Now, there is ground for believing that the defendant's conduct was likely to lead people to believe that he did not know of the disease in the pigs. But must he, therefore, be taken to make a representation to that effect? Mr. Matthew's contention is that in all the actions of life a man furnishes evidence that in what he is doing there is, to his knowledge, nothing unlawful. That is a proposition to which I can not assent. A man

may conduct himself in such a way as to cause other people to come to a conclusion concerning him, but if his conduct is not directed to the end that others may draw that conclusion, he can not be said to be making any representation. Before a plaintiff can maintain an action on the ground of false representation, he must show an intention on the part of the defendant to deceive him, either individually or as one of the public. It is not enough to show that the result of the defendant's conduct is to lead him to a false conclusion. Take the case of a man who, though without large means, drives about for a few days in a fine carriage and wears grand jewelry. A tailor sees him, comes to the conclusion that he is a rich man, and supplies him with clothes. Could the tailor say that the customer had made a false representation to him as to his means? People have no right to draw conclusions from conduct not directed to them, or to some class of the public in which they are included. In the present case, the public are protected. A man who acts in the very improper manner in which the defendant has acted is subject to a fine, and if pigs, other than his own, are affected in consequence of his misconduct, their owners would certainly have.a cause of action against him. Here, however, the plaintiff's further loss was the immediate result of his own act, in placing the pigs bought of the defendant in proximity to other pigs. I may remark that there is no fraud alleged in the statement of claim, nor is there evidence of fraud, unless the mere fact that the defendant knew of the condition of the pigs is sufficient to fix him with fraud. I come, therefore, most reluctantly to the conclusion that the defendant is entitled to our judgment.

BRETT, L. J.:

I am of the same opinion. The plaintiff has not given evidence of any representation. He has undoubtedly suffered an injury, resulting from the gross misconduct of the defendant in selling to him pigs which were at once valueless and dangerous to their kind. But did the defendant make any representation that the pigs were not to his knowledge in such a state? He certainly did not make any express representation, and the only representation relied on on behalf of the plaintiff is that which we are told we must imply from his conduct; because it is an offense against the statute law to expose infected pigs for sale, Now, if it had not been a statutory offense to send infected pigs to market, the cases show that no representation as to quality is to be implied from the mere fact of the sale by the defendant. It seems to me to be too fine a distinction to say that such a representation is to be implied in cases where the conduct of the defendant is criminal, and not to be implied in other cases.
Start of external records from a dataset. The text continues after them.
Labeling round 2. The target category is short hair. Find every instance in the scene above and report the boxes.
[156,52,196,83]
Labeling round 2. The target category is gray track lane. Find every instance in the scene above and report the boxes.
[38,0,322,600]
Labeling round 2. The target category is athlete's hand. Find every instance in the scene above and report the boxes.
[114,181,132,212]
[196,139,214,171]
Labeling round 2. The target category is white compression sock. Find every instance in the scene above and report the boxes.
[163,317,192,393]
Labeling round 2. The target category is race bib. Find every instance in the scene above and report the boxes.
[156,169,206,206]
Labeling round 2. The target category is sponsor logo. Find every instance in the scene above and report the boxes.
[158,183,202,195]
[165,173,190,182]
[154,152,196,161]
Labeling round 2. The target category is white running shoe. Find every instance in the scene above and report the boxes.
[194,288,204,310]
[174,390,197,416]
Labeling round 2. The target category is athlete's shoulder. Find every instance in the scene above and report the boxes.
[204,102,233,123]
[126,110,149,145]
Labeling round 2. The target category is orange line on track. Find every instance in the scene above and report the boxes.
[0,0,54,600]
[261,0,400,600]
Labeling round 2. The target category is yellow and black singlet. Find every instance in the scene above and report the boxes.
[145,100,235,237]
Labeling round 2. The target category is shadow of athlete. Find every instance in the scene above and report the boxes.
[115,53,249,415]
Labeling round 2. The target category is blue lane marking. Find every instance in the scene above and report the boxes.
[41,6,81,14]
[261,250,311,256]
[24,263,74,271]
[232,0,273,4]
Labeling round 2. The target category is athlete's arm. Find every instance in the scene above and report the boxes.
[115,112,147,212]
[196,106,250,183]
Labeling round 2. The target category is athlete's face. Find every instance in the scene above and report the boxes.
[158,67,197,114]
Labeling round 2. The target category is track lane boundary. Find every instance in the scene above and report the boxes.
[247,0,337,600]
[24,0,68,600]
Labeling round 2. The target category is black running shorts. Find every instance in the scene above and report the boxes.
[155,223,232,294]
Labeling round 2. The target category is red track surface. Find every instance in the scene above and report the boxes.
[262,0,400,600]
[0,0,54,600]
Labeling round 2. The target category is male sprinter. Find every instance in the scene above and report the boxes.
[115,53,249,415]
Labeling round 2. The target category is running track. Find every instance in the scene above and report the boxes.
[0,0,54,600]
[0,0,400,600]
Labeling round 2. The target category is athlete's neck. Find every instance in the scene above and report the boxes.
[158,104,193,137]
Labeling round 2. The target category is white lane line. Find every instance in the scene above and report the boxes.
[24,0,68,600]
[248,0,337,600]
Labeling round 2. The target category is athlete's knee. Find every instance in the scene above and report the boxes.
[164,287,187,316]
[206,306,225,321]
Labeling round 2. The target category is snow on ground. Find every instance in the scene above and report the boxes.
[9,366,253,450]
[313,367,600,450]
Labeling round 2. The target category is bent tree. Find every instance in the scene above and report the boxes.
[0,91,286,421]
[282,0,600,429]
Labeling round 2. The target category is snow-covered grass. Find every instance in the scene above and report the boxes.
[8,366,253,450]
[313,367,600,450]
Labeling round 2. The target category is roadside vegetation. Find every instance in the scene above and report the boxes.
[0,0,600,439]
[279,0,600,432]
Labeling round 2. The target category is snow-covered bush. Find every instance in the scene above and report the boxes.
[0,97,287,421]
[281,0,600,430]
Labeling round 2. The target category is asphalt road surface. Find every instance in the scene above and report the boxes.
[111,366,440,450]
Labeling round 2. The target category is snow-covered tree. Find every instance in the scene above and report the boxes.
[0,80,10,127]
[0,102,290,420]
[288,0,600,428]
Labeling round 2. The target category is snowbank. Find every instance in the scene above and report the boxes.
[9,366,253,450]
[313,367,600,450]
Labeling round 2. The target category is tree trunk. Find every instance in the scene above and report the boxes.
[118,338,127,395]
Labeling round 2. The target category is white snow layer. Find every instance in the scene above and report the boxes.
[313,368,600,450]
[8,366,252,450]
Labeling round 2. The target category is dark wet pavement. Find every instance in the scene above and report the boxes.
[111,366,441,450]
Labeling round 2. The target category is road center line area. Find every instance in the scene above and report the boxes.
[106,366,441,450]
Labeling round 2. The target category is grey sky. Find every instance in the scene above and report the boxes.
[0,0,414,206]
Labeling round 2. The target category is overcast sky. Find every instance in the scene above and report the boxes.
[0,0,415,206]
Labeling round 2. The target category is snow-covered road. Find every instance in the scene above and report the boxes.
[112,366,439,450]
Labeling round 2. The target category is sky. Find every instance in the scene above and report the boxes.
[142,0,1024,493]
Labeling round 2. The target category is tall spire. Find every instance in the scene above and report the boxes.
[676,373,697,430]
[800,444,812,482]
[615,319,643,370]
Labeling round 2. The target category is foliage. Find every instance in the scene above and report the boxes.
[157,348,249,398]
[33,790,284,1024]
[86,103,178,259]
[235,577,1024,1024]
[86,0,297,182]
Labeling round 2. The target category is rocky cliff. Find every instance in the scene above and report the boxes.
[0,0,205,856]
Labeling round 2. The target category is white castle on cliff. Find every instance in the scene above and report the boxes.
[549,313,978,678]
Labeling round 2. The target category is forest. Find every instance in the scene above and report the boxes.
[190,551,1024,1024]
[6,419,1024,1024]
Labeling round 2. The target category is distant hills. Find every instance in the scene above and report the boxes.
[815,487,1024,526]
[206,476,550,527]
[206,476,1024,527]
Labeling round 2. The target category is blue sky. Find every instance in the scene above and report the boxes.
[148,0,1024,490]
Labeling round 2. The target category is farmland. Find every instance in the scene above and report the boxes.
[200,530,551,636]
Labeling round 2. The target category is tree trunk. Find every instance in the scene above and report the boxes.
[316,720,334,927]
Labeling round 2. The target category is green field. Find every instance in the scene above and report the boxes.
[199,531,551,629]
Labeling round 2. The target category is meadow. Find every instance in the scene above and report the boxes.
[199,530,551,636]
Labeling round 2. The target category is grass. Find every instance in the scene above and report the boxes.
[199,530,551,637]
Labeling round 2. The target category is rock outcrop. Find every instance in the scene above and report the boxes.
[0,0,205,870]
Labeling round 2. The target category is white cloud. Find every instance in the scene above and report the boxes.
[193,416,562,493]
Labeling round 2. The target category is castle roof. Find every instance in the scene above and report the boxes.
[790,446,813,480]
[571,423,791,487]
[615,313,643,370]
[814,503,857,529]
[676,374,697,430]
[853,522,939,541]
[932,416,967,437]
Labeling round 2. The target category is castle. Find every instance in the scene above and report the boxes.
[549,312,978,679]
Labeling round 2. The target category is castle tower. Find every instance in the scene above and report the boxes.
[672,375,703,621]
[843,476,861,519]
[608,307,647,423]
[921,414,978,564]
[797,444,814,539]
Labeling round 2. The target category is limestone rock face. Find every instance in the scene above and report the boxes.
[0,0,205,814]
Now, it was contended by the counsel for the plaintiff that in what a man does he furnishes. evidence of a representation to be implied from his conduct. The proposition cannot be put in this form. There is either a presumption of law arising from his conduct or there is not. It is not a matter of evidence for the jury. I am, therefore,

of opinion that the presumption which we are asked to recognize does not exist, and that our judgment must, I am sorry to say, be for the defendant.

COTTON, L. J.:

I am of the same opinion. If the defendant in this case made in any way a representation that the pigs were not to his knowledge infected, there is, I think, sufficient evidence of the falsity of that representation. But can it be said that he did make a representation? There is no doubt that he did not make a representation in words, but it is contended that his conduct amounts to an implied representation. Now, if we consider his probable intent in sending the pigs to market, we shall find that he did so, not to lead a purchaser to assume that the pigs were not, to the defendant's knowledge, infected, but simply in order to get rid of the pigs in the easiest way possible. If we were to decide this case in favor of the plaintiff we should have to lay down the proposition that in every transaction a man must be taken to be making a representation that he is not doing anything wrong to his knowledge. If it be not the man's intention to lead others to the conclusion which they in fact draw, a representation can not be implied from his conduct.

Judgment reversed.

NOTE.-Compare Mills v. N. Y. & Harlem R. R. Co 3 Rob. 326; People v. Parker, 38 N. Y. 85; Thomas v. Winchester, 6 N. Y. 397; Loop v. Litchfield, 42 N. Y. 351; Losee v. Clute, 51 N. Y. 99; Cæsar v. Karutz, 60 N. Y. 229; Span v. Ely, 8 Hun. 255; N. Y. Daily Register, Jan. 29, 1878.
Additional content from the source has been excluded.